The Remote Facility Headache
If you manage Parks and Rec, you know the drill. Your restrooms are high-traffic, far apart, and completely unsupervised. That makes them a playground for vandals. We’ve all seen it: plastic dispensers smashed to bits, soap ripped off the wall, and paper towels everywhere but the trash can.
The real disaster happens when those paper towels hit the plumbing. A single vandal can create a flooded "disaster zone" in minutes. Because these parks are remote, your crew wastes hours and gas money just driving out to scrape wet paper off the walls and unclog toilets.
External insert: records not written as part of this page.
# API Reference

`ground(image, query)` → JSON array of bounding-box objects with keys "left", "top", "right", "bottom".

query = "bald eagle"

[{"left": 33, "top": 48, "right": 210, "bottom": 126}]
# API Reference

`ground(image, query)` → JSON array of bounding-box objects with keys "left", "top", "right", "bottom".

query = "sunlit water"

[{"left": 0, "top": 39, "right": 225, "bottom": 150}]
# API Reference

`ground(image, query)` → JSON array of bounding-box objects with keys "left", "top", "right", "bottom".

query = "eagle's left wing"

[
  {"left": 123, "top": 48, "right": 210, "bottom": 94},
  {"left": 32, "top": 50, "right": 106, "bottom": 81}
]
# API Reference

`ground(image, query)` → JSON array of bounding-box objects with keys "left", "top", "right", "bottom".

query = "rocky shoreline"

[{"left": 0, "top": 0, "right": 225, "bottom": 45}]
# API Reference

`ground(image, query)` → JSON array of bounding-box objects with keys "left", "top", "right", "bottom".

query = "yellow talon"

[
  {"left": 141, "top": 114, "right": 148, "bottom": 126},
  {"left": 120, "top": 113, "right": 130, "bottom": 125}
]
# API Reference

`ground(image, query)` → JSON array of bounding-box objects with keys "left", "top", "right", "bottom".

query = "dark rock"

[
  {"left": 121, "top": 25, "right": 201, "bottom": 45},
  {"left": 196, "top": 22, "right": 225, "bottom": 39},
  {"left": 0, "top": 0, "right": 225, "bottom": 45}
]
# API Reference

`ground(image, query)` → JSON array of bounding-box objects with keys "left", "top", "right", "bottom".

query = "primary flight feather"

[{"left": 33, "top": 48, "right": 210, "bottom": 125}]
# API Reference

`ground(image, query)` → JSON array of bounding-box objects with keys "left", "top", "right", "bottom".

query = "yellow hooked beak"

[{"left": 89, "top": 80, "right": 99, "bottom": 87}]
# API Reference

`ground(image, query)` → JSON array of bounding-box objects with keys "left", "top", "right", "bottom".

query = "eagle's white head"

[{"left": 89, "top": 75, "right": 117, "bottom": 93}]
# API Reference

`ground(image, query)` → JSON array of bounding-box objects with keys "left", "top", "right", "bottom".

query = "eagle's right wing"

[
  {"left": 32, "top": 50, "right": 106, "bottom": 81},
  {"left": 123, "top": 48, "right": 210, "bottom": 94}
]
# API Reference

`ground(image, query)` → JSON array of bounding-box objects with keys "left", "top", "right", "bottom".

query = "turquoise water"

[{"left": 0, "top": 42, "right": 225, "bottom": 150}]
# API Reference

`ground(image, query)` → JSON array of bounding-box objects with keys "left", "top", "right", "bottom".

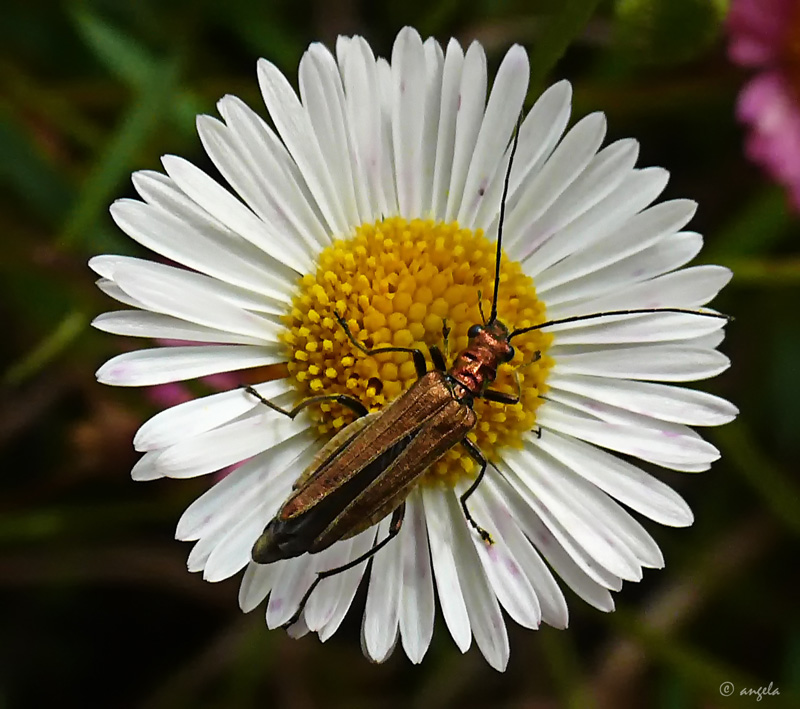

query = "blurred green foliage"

[{"left": 0, "top": 0, "right": 800, "bottom": 709}]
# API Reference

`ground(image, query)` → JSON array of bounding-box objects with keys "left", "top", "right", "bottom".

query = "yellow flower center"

[{"left": 283, "top": 217, "right": 552, "bottom": 484}]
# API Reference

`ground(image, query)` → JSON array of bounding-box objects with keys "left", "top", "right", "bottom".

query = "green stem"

[
  {"left": 530, "top": 0, "right": 600, "bottom": 94},
  {"left": 710, "top": 419, "right": 800, "bottom": 534},
  {"left": 2, "top": 311, "right": 86, "bottom": 386}
]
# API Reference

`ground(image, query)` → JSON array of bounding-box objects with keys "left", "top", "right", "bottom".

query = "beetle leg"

[
  {"left": 430, "top": 345, "right": 447, "bottom": 372},
  {"left": 243, "top": 386, "right": 369, "bottom": 419},
  {"left": 481, "top": 365, "right": 524, "bottom": 406},
  {"left": 281, "top": 500, "right": 406, "bottom": 628},
  {"left": 334, "top": 313, "right": 428, "bottom": 377},
  {"left": 461, "top": 438, "right": 494, "bottom": 544}
]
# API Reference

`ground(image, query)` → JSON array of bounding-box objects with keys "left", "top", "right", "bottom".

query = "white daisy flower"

[{"left": 91, "top": 28, "right": 736, "bottom": 670}]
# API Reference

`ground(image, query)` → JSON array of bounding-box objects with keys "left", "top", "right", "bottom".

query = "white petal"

[
  {"left": 318, "top": 525, "right": 378, "bottom": 642},
  {"left": 299, "top": 42, "right": 362, "bottom": 225},
  {"left": 267, "top": 554, "right": 316, "bottom": 628},
  {"left": 499, "top": 456, "right": 621, "bottom": 590},
  {"left": 97, "top": 345, "right": 285, "bottom": 386},
  {"left": 106, "top": 262, "right": 281, "bottom": 344},
  {"left": 392, "top": 27, "right": 426, "bottom": 219},
  {"left": 336, "top": 37, "right": 389, "bottom": 221},
  {"left": 556, "top": 338, "right": 730, "bottom": 382},
  {"left": 239, "top": 561, "right": 278, "bottom": 613},
  {"left": 431, "top": 39, "right": 464, "bottom": 219},
  {"left": 132, "top": 169, "right": 297, "bottom": 299},
  {"left": 553, "top": 266, "right": 733, "bottom": 317},
  {"left": 175, "top": 431, "right": 320, "bottom": 542},
  {"left": 419, "top": 37, "right": 444, "bottom": 218},
  {"left": 422, "top": 487, "right": 472, "bottom": 652},
  {"left": 519, "top": 168, "right": 672, "bottom": 278},
  {"left": 400, "top": 490, "right": 435, "bottom": 664},
  {"left": 508, "top": 80, "right": 572, "bottom": 208},
  {"left": 481, "top": 468, "right": 569, "bottom": 628},
  {"left": 505, "top": 448, "right": 642, "bottom": 581},
  {"left": 95, "top": 278, "right": 144, "bottom": 310},
  {"left": 537, "top": 231, "right": 703, "bottom": 308},
  {"left": 504, "top": 113, "right": 606, "bottom": 258},
  {"left": 217, "top": 96, "right": 331, "bottom": 255},
  {"left": 445, "top": 42, "right": 487, "bottom": 222},
  {"left": 133, "top": 379, "right": 292, "bottom": 451},
  {"left": 548, "top": 372, "right": 738, "bottom": 426},
  {"left": 440, "top": 492, "right": 509, "bottom": 672},
  {"left": 466, "top": 481, "right": 542, "bottom": 628},
  {"left": 362, "top": 518, "right": 403, "bottom": 662},
  {"left": 110, "top": 195, "right": 289, "bottom": 298},
  {"left": 537, "top": 401, "right": 719, "bottom": 467},
  {"left": 491, "top": 468, "right": 621, "bottom": 612},
  {"left": 157, "top": 407, "right": 309, "bottom": 478},
  {"left": 506, "top": 139, "right": 639, "bottom": 252},
  {"left": 538, "top": 431, "right": 694, "bottom": 527},
  {"left": 203, "top": 500, "right": 271, "bottom": 583},
  {"left": 258, "top": 59, "right": 350, "bottom": 236},
  {"left": 547, "top": 314, "right": 727, "bottom": 348},
  {"left": 536, "top": 198, "right": 696, "bottom": 294},
  {"left": 457, "top": 44, "right": 530, "bottom": 225},
  {"left": 161, "top": 153, "right": 311, "bottom": 273},
  {"left": 301, "top": 539, "right": 360, "bottom": 631},
  {"left": 92, "top": 310, "right": 263, "bottom": 345}
]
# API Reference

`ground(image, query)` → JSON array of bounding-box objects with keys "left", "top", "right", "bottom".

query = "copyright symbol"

It is a massive drain on your time and your budget.
Building a Restroom Fortress
To save these vulnerable spots, you have to build for a battle. That is why parks departments are moving toward heavy-duty steel fixtures and Pinnacle Hand Dryers. We designed our dryers with a solid-state setup. That means no exterior buttons, no mechanical parts, and zero opportunities for someone to pry them open or jam the works.
We build these in the USA using 16-gauge steel baseplates and 20-gauge 304 stainless steel covers. It is basically a fortress for your wall. If you want the ultimate security, our PDC-R10 recessed model sits nearly flush with the wall. With less than an inch of protrusion, there is absolutely nothing for a vandal to grab onto or try to rip down.
Protecting the Park (and the Budget)
It is an irony every director feels: you are in the business of nature conservation, yet your restrooms are full of paper waste. Manufacturing a single ton of paper towels eats up 17 trees and 20,000 gallons of water. Once they are used, they can’t even be recycled. They just sit in a landfill.
Then there is the logistical nightmare. Every case of paper towels creates about a cubic yard of loose trash. For a park system, paying those premium hauling and landfill fees just to move trash around is a waste of taxpayer dollars. When you switch to our high-efficiency hand dryers, that entire waste stream vanishes instantly. You get a cleaner park, a better reputation for sustainability, and a budget that actually goes toward trail maintenance and playground equipment instead of plumbing bills.